To be part of such changes, however, it’s necessary to spot technology trends and to acquire (or already possess) an in-depth understanding of business models and how they are influenced by technology. It’s especially important to understand how existing business models can be influenced by technological change. In this respect, new competitors are a particular threat to established companies because they have the potential to burst into entire industries with their disruptive business models. Given the fact that a number of these disruptive business models (such as Amazon and Uber) and their competitors have been coming from abroad in recent years – and not Germany – yet they’ve still had an impact on business models here, we can see how important entrepreneurship has become for our society.
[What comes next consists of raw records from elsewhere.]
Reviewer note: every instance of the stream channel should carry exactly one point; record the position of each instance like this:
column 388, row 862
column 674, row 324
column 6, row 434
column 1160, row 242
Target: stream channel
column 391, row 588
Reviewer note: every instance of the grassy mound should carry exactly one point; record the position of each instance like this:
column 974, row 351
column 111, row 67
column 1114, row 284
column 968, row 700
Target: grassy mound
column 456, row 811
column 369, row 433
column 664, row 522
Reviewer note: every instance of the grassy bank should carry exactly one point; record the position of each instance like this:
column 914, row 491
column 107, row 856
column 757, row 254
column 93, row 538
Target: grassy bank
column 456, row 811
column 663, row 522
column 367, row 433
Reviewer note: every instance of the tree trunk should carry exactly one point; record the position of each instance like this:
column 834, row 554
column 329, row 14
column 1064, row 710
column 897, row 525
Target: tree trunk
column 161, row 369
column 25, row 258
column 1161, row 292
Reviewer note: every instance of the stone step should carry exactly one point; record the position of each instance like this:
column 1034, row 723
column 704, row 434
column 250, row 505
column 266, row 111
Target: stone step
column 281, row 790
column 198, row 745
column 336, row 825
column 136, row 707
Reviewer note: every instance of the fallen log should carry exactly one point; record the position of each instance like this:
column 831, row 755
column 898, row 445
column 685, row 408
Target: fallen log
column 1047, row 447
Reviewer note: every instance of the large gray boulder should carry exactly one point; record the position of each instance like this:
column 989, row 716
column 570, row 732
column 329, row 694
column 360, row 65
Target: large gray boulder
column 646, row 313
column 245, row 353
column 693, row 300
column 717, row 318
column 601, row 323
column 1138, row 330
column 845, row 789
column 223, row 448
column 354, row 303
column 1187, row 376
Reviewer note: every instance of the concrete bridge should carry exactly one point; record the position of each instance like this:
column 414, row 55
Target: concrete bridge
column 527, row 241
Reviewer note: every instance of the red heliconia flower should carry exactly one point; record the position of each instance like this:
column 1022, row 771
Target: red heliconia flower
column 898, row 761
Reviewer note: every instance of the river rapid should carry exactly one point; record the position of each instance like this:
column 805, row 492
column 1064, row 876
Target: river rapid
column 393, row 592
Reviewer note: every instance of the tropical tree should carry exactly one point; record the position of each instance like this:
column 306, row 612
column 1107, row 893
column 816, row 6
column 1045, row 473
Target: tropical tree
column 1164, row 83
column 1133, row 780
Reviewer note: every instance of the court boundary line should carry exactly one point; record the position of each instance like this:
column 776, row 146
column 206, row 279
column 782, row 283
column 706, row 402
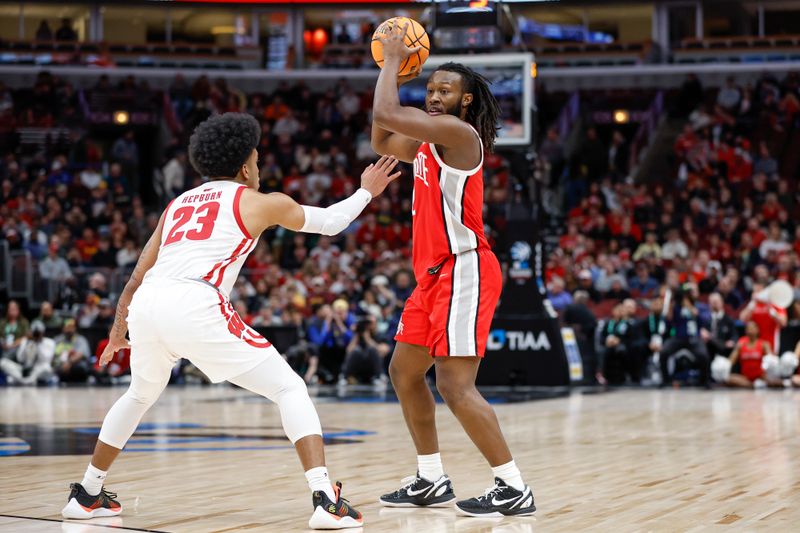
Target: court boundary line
column 82, row 522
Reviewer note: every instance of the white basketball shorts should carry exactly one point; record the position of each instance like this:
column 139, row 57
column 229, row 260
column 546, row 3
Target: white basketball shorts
column 172, row 319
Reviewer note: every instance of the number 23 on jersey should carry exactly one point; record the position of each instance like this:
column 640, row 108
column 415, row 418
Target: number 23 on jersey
column 202, row 219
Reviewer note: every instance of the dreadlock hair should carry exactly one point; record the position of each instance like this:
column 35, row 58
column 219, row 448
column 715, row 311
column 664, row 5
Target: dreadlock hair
column 484, row 111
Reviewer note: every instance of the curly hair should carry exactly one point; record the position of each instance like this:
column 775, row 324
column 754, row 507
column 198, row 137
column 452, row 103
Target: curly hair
column 220, row 145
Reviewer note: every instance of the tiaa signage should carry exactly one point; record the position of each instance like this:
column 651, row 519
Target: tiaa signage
column 517, row 341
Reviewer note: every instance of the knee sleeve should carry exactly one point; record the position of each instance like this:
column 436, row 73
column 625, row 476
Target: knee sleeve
column 275, row 380
column 124, row 416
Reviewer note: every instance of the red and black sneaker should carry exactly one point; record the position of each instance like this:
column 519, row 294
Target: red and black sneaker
column 81, row 505
column 330, row 515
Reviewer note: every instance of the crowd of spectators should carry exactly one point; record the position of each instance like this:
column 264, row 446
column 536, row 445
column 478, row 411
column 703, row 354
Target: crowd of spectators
column 714, row 232
column 711, row 236
column 75, row 205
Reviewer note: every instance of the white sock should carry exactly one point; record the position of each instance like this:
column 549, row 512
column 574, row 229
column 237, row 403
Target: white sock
column 430, row 466
column 318, row 480
column 510, row 474
column 93, row 480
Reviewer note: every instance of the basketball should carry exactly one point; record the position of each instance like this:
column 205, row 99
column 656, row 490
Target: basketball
column 415, row 36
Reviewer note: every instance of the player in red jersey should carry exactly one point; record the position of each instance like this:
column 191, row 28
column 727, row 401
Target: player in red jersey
column 447, row 318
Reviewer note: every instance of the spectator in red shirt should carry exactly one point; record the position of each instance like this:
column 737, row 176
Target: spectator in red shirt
column 769, row 318
column 369, row 232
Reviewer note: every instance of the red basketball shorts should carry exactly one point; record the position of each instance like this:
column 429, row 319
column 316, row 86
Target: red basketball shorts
column 452, row 314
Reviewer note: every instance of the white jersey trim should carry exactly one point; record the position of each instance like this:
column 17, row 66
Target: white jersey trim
column 447, row 167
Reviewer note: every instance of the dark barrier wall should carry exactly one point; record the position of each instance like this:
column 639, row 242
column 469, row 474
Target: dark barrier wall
column 525, row 346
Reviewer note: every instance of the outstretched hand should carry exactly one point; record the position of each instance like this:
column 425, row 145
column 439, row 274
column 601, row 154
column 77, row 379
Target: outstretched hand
column 394, row 46
column 378, row 175
column 114, row 345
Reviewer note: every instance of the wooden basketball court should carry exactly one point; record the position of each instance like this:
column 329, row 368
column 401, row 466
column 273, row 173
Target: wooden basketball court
column 214, row 459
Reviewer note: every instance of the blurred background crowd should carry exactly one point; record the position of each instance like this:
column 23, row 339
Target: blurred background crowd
column 707, row 232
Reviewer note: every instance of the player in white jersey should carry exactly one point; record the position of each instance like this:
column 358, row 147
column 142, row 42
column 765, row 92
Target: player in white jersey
column 176, row 305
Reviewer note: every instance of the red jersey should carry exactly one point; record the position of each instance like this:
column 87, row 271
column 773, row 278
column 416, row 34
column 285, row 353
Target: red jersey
column 447, row 211
column 750, row 357
column 769, row 330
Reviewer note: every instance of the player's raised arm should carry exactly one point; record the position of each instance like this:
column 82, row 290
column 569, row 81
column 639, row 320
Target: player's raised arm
column 116, row 337
column 386, row 142
column 261, row 211
column 437, row 125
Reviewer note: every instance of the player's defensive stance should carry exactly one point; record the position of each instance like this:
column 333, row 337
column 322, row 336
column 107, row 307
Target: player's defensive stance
column 447, row 318
column 176, row 305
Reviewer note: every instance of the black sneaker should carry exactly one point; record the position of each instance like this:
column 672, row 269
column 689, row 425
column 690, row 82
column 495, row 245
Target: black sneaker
column 330, row 515
column 81, row 505
column 419, row 492
column 500, row 500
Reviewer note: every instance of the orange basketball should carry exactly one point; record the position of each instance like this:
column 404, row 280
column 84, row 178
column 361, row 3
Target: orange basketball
column 415, row 36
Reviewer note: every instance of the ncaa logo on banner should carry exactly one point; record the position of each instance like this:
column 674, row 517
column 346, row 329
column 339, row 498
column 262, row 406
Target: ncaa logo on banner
column 517, row 341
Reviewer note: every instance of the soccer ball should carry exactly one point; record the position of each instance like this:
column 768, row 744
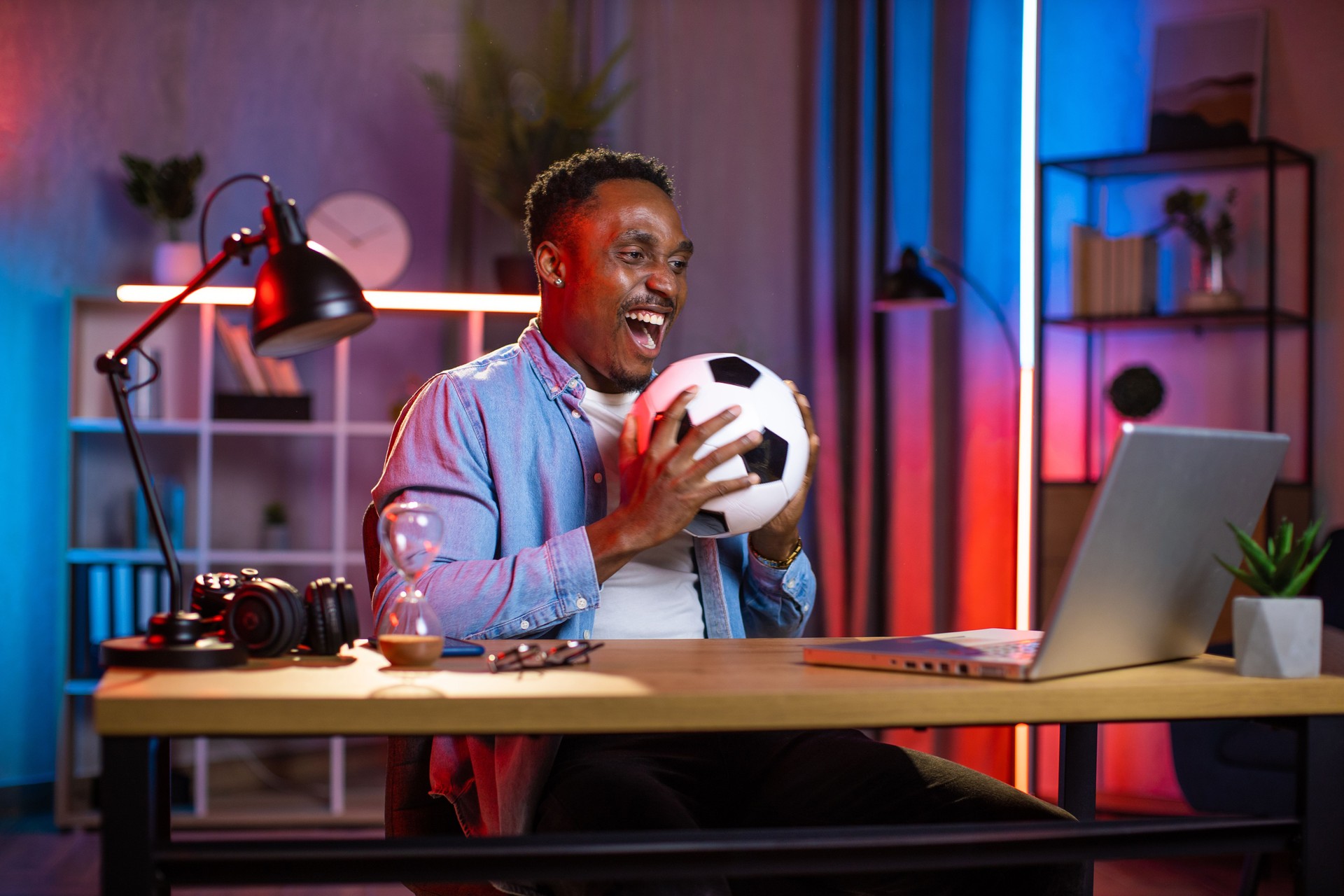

Another prerequisite for introducing new business models is an interdisciplinary understanding of technological trends and how technologies are translated into products, processes, and business models. This is another defining feature of successful entrepreneurship, in the way different disciplines are integrated into a business model and thus add value.
To support entrepreneurs in Germany, the Steinbeis Network offers a range of interdisciplinary consulting options, spanning technology trend research and the translation of findings into products, production, and business models. The framework for this is provided by Steinbeis KTU (competence team for technology implementation and business optimization). The KTU encompasses scientists, engineers, and business experts, who work with and for companies to develop competitive solutions that revolve around future technologies, resulting in new products, production methods, and business models. They also provide support to entrepreneurs to identify future technologies, to spot the innovations these could fuel, and to actually make these happen. By working in partnership with research institutions and universities of applied science, entrepreneurs are offered an attractive package of services with the aim of creating business models with genuine appeal that will help stand firm in the face of competition.
Prof. Dr. Peter Philippi-Beck is the director of the Steinbeis Transfer Center for Internationalisation – Equity Participation – Succession Regulation. His Steinbeis enterprise provides customers with support and advice on issues relating to company succession, acquisitions, and sales. It also helps with funding options and the development of business models against the backdrop of technology trends.